- Load the data (i.e. read.csv()). No post process is needed here.
unzip("activity.zip")
df <- read.csv("activity.csv")
- No further process is needed.
- Calculate the total number of steps taken per day
steps_per_day <- tapply(df$steps, df$date, FUN = sum, na.rm = TRUE)
- Make a histogram of the total number of steps taken each day
hist(steps_per_day)
- Calculate and report the mean and median of the total number of steps taken per day
mean(steps_per_day)
## [1] 9354.23
median(steps_per_day)
## [1] 10395
- Make a time series plot (i.e. type = "l") of the 5-minute interval (x-axis) and the average number of steps taken, averaged across all days (y-axis)
steps_each_interval <- tapply(df$steps, df$interval, FUN = mean, na.rm = TRUE)
plot(df$interval[1:288], steps_each_interval, type="l",xlab = "time interval (5 min)", ylab = "avg. steps", main = " the average number of steps taken in each interval over all days.")
- The 5-minute interval, on average across all the days in the dataset, contains the maximum number of steps is
names(which.max(steps_each_interval))
## [1] "835"
- Calculate and report the total number of missing values in the dataset
sum(is.na(df))
## [1] 2304
-
Devise a strategy for filling in all of the missing values in the dataset. The strategy here is replacing missing value by the averaged steps on that time interval over all the days.
-
Create a new dataset, steps_wo_na, that is equal to the original dataset but with the missing data filled in.
na_idx <- which(is.na(df))
df$steps_wo_na <- df$steps
df$steps_wo_na[na_idx] <- rep(steps_per_day, each = 288)[na_idx]

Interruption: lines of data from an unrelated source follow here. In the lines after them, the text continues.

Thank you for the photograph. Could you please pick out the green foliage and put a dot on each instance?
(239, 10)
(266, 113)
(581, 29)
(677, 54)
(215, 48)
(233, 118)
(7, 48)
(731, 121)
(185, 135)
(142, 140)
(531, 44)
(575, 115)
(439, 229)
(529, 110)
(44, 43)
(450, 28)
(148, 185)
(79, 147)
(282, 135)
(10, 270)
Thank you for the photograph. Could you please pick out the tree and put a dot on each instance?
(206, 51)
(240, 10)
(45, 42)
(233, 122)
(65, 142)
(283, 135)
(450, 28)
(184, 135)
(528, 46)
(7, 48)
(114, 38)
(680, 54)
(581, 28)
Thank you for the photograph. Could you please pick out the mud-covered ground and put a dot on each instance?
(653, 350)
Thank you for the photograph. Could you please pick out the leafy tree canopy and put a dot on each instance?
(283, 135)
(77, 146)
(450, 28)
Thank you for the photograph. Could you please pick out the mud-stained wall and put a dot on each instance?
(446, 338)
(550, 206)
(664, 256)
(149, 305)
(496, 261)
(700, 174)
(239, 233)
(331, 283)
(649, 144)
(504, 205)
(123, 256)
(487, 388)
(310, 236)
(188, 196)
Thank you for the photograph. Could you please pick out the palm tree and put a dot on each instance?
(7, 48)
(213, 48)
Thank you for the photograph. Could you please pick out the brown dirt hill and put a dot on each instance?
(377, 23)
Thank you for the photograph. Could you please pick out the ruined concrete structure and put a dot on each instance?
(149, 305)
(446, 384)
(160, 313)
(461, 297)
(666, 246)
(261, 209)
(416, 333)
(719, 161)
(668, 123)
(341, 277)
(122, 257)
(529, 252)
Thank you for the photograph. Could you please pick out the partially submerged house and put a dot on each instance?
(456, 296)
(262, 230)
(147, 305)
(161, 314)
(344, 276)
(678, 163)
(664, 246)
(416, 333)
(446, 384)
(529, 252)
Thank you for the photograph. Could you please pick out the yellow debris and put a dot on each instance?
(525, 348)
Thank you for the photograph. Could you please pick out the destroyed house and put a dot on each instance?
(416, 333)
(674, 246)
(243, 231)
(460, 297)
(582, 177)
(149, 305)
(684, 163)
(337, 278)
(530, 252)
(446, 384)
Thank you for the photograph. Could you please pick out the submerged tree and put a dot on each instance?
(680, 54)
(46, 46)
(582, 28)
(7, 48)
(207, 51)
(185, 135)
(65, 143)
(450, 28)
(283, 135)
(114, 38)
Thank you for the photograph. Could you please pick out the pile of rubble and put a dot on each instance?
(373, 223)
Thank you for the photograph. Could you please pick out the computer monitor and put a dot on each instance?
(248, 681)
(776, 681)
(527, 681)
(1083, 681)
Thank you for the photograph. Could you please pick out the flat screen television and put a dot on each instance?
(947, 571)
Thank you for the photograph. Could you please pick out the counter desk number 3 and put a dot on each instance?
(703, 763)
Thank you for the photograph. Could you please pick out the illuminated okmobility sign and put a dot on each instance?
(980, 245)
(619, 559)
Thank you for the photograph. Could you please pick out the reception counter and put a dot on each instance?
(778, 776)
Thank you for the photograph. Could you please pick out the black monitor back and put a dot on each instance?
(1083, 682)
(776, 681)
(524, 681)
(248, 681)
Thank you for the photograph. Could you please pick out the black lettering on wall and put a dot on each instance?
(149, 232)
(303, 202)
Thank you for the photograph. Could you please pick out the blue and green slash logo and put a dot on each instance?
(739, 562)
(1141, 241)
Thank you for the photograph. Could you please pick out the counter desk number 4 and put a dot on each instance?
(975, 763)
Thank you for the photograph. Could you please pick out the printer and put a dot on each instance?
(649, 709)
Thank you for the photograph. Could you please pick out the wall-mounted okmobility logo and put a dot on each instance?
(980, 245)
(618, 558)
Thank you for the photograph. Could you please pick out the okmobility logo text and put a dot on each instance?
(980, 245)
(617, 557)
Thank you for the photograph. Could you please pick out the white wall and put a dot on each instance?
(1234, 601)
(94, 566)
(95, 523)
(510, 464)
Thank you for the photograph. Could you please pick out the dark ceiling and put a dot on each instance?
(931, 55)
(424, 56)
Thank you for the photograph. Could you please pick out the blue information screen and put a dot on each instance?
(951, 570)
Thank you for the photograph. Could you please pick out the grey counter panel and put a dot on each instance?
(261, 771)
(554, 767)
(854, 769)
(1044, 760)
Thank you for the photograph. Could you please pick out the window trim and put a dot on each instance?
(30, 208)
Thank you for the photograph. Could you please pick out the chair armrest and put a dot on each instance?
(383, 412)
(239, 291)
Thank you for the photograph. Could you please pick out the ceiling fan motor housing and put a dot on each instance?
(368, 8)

- Make a histogram of the total number of steps taken each day and Calculate and report the mean and median total number of steps taken per day. There is no difference. The histogram is exactly the same.
steps_per_day_wo_na <- tapply(df$steps_wo_na, df$date, FUN = sum, na.rm = TRUE)
hist(steps_per_day_wo_na, main = "Histogram of total steps per day with imputed NA values")
The mean and median are also the same.
mean(steps_per_day_wo_na)
## [1] 9354.23
median(steps_per_day_wo_na)
## [1] 10395
The reason is that the NA values are located at the time intervals whose means are also zero. So there is no impact on the histogram.
- Create a new factor variable in the dataset with two levels - "weekday" and "weekend" indicating whether a given date is a weekday or weekend day.
df$weekday<-factor(lubridate::wday(strptime(df$date, format = "%Y-%m-%d")) %in% c(1,5), labels = c("weekday","weekend"))
- Make a panel plot containing a time series plot (i.e. type = "l") of the 5-minute interval (x-axis) and the average number of steps taken, averaged across all weekday days or weekend days (y-axis).
df_weekday <- subset(df, df$weekday == "weekday")
df_weekend <- subset(df, df$weekday == "weekend")
steps_per_weekday <- tapply(df_weekday$steps, df_weekday$interval, FUN = sum, na.rm = TRUE)
steps_per_weekend <- tapply(df_weekend$steps, df_weekend$interval, FUN = sum, na.rm = TRUE)
par(mfrow=c(2,1))
plot(df_weekday$interval[1:288], steps_per_weekday, type = "l", xlab = "Time interval (5 min)", ylab = "avg. steps", main = "Avg. steps per 5 minutes on weekday")
plot(df_weekend$interval[1:288], steps_per_weekend, type = "l", xlab = "Time interval (5 min)", ylab = "avg. steps", main = "Avg. steps per 5 minutes on weekend")
On weekdays, the steps increase early in the morning and remain low in the afternoon, but on the weekends, the steps increase much later in the morning and increase in the afternoon again.